Elsevier

Pattern Recognition Letters

Volume 155, March 2022, Pages 135-142
Pattern Recognition Letters

Robust experience replay sampling for multi-agent reinforcement learning

https://doi.org/10.1016/j.patrec.2021.11.006Get rights and content

Highlights

  • Propose new algorithms for acquiring suitable experiences from buffer through filtering.

  • Strengthen exploration strategy by reducing repetitive decisions at a given state.

  • Improve performance which is higher than or comparable to the baseline algorithms.
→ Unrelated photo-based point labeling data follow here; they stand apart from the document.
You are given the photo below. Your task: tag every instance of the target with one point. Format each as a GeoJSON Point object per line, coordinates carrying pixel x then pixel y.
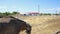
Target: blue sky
{"type": "Point", "coordinates": [46, 6]}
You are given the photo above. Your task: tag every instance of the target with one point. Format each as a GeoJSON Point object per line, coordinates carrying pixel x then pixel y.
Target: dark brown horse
{"type": "Point", "coordinates": [11, 25]}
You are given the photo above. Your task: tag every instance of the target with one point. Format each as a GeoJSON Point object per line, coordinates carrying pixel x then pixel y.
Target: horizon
{"type": "Point", "coordinates": [23, 6]}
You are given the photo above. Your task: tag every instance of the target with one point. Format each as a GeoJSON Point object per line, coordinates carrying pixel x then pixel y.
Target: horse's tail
{"type": "Point", "coordinates": [28, 29]}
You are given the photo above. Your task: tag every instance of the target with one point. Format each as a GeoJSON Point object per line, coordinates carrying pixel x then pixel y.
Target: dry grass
{"type": "Point", "coordinates": [43, 24]}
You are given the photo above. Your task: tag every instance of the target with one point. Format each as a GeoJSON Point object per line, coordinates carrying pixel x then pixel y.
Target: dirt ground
{"type": "Point", "coordinates": [42, 24]}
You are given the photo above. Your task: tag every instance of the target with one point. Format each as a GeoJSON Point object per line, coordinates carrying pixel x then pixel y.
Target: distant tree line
{"type": "Point", "coordinates": [48, 14]}
{"type": "Point", "coordinates": [8, 13]}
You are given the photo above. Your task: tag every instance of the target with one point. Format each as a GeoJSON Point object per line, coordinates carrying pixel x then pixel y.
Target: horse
{"type": "Point", "coordinates": [12, 25]}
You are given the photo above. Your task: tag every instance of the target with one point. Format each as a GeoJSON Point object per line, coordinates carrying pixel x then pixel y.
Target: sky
{"type": "Point", "coordinates": [22, 6]}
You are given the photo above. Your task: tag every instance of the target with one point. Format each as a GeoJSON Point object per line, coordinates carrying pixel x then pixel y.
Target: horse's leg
{"type": "Point", "coordinates": [28, 29]}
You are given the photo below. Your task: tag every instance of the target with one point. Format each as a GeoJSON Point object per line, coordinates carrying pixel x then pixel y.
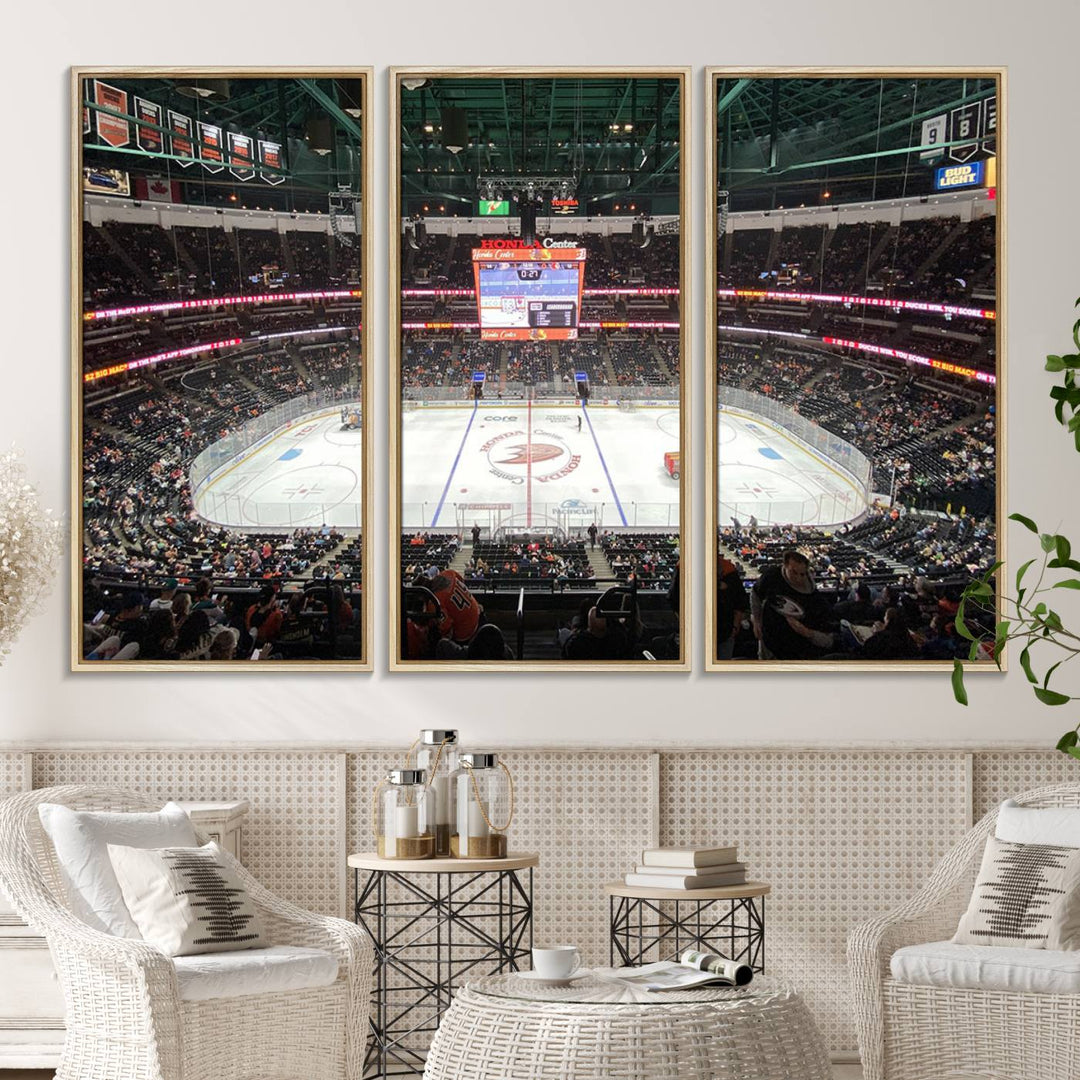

  • Achieve early convergence and improved policy searching compared to the baselines.

Abstract

Learning from the relevant experiences leads to fast convergence if the experiences provide useful information. We present the new and simple yet efficient technique to find suitable samples of experiences to train the agents in a given state of an environment. We intended to increase the number of states visited and unique sequences that efficiently reduce the number of states the agents have to explore or exploit. Our technique implicitly introduces additional strength to the exploration-exploitation trade-off. It filters the samples of experiences that can benefit more than half the number of agents and then utilizes the experiences to extract useful information for decision making. First, we compute the similarities between the observed state and previous states in the experiences to achieve this filtering. Then, we filter the samples using the hyper-parameter, z, to decide which experiences will be suitable. We found out that agents learn quickly and efficiently since sampled experiences provide useful information that speeds up convergence. In every episode, most agents learn or contribute to improve the total expected future return. We further study our approaches’ generalization ability and present different settings to show significant improvements in diverse experiment environments.

Introduction

Replay memory is an essential concept in deep reinforcement learning since it enables the algorithms to reuse the observed streams of experiences to improve their internal beliefs. Most of the algorithms use stored samples in the replay memory for data efficiency [14], [27], [30]. Since experience replay breaks data correlation [2], [21], it introduces a significant improvement to the data efficiency to induce stability in training and speed up learning.

On the contrary, the essence of training data collection is fairly modest to obtain in a simulation environment compared to real-world control tasks [2]. Because of such limitations, most reinforcement learning algorithms tend not to shine in real-world applications; henceforth, they become impractical. In these situations, efficient utilization of resources and time is crucial. That way, deep learning-based agents can take advantage of the collected and stored experiences in the replay memory to learn efficiently and mitigate several problems [8].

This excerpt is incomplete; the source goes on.